I have been testing the various compression algorithms with parquet files, and have settled on Zstd.
Now as far as I understand Zstd uses adaptive dictionary unless one is explicitly specified, thus it begins with an empty one. However when having a dictionary enabled the compressed size and and the execution time are quite unsatisfactory.
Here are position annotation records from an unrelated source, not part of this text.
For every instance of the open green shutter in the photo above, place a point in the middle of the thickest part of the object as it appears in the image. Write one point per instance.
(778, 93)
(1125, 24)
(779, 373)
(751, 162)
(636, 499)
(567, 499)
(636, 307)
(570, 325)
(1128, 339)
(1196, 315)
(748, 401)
The file size without using a dictionary is quite less compared to using the adaptive one. (The number at the end of the name is the compression level):
- Name: C:\ParquetFiles\Zstd1 Execution time: 279 ms Size: 13738134
- Name: C:\ParquetFiles\Zstd2 Execution time: 140 ms Size: 13207017
- Name: C:\ParquetFiles\Zstd9 Execution time: 511 ms Size: 12701030
And for comparison the log from using the adaptive dictionary:
- Name: C:\ParquetFiles\ZstdDictZstd1 Execution time: 487 ms Size: 19462825
- Name: C:\ParquetFiles\ZstdDictZstd2 Execution time: 402 ms Size: 19292513
- Name: C:\ParquetFiles\ZstdDictZstd9 Execution time: 614 ms Size: 19072779
Can you help me understand the significance of this, shouldn't the output with an empty dictionary perform at least as good as Zstd compression with dictionary disabled?